États-Unis : Guantanamo, les oubliettes de l’impérialisme

12 Janvier 2022

Il y a vingt ans, en janvier 2002, les États-Unis du président George W. Bush commençaient à emprisonner des hommes raflés en Afghanistan ou ailleurs dans le cadre de la « guerre contre le terrorisme ».

Depuis, 780 hommes, parfois des mineurs, capturés par les autorités américaines après les attentats du 11 septembre 2001 et présentés comme des terroristes, ont été incarcérés dans la prison militaire américaine de Guantánamo, située sur l’île de Cuba.

Les États-Unis les ont qualifiés de « combattants ennemis illégaux » pour justifier leur détention en dehors du territoire américain et éviter qu’elle puisse être soumise à l’examen de la justice. Après avoir passé des années dans des cages, la plupart ont été relâchés sans procès, car il n’y avait aucune preuve d’un lien quelconque avec le terrorisme. Leur captivité était tout simplement arbitraire.

Parmi les 39 prisonniers encore détenus aujourd’hui, dix ont été blanchis par une commission comprenant la CIA et le FBI. Et pourtant, après de longues années de détention, ils restent captifs.

Dans de rares cas, les autorités américaines ont estimé avoir les preuves nécessaires pour entamer des procès devant la justice militaire. Commencés en 2019, ceux-ci ont été interrompus à cause de la pandémie et n’ont repris que récemment. Le témoignage de Majid Khan, un Pakistanais qui a plaidé coupable, donne une idée des traitements subis.

Balloté de 2003 à 2006 dans des prisons secrètes de la CIA dont il ignore encore la localisation, avant d’être incarcéré à Guantánamo, Khan a été suspendu à des chaînes pendant plusieurs jours d’affilée, nu et sans manger. Il a eu le visage cagoulé et plongé dans des bains d’eau glacée, il a été privé de sommeil, a subi des lavements forcés avec un tuyau d’arrosage introduit dans l’anus.
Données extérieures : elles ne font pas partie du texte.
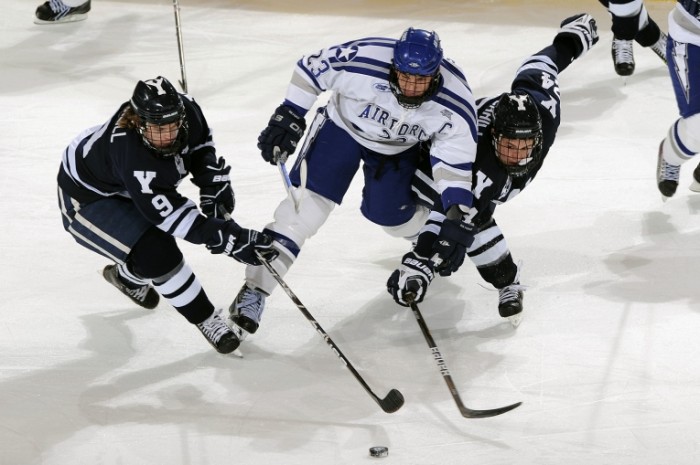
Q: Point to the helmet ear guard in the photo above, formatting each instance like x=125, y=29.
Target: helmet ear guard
x=516, y=116
x=157, y=102
x=417, y=52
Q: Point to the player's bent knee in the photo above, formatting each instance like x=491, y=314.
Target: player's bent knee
x=412, y=227
x=298, y=227
x=156, y=254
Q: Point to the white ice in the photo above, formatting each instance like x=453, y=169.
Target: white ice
x=605, y=361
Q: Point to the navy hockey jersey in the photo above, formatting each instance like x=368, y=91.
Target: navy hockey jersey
x=106, y=160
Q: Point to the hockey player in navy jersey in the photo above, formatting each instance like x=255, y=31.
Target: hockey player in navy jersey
x=682, y=143
x=117, y=190
x=516, y=131
x=386, y=97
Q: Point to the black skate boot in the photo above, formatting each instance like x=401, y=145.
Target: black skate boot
x=246, y=311
x=220, y=336
x=659, y=47
x=623, y=57
x=667, y=175
x=510, y=303
x=55, y=12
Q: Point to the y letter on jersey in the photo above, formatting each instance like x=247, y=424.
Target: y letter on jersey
x=145, y=178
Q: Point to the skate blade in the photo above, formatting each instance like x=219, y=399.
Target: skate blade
x=516, y=319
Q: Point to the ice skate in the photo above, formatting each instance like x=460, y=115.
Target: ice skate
x=55, y=11
x=623, y=57
x=219, y=335
x=246, y=311
x=667, y=175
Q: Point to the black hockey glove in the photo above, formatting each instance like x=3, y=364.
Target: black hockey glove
x=216, y=197
x=451, y=245
x=241, y=244
x=581, y=30
x=279, y=139
x=413, y=276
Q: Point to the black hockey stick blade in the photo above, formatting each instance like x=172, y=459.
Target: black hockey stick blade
x=465, y=411
x=469, y=413
x=392, y=402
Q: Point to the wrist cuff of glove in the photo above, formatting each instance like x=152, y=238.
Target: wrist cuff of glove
x=457, y=231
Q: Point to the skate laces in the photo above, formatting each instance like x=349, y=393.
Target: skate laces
x=659, y=47
x=622, y=50
x=510, y=293
x=214, y=327
x=139, y=293
x=250, y=304
x=57, y=6
x=667, y=171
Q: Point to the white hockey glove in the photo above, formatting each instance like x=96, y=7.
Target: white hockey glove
x=582, y=30
x=216, y=197
x=413, y=276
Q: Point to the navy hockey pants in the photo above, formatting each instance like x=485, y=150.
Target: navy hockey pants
x=333, y=157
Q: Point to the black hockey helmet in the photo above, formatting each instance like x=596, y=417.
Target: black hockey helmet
x=516, y=116
x=417, y=52
x=156, y=102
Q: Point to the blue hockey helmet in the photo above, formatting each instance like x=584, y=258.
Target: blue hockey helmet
x=416, y=63
x=156, y=102
x=418, y=52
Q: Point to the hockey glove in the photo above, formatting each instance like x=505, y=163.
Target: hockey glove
x=581, y=30
x=241, y=244
x=279, y=139
x=413, y=276
x=451, y=246
x=216, y=197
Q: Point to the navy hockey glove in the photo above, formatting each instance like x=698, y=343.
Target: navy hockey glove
x=413, y=276
x=451, y=246
x=279, y=139
x=216, y=197
x=241, y=244
x=581, y=30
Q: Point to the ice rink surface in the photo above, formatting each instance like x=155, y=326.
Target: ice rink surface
x=606, y=361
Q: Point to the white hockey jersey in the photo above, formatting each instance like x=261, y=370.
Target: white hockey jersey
x=357, y=74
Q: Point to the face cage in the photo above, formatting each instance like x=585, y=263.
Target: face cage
x=173, y=148
x=519, y=170
x=411, y=103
Ses tortionnaires menaçaient de s’en prendre à sa famille et de violer sa sœur.

Même le jury du tribunal militaire qui l’a déclaré coupable, pourtant constitué uniquement d’officiers américains, a été indigné au point de demander une peine clémente pour cet homme ayant subi de tels sévices.

Depuis vingt ans, des présidents républicains et démocrates se sont succédé et la fermeture du camp de Guantánamo, plusieurs fois promise, n’est toujours pas en vue. Derrière sa façade démocratique, l’impérialisme le plus puissant du monde s’impose avec brutalité et n’hésite pas à recourir à la torture.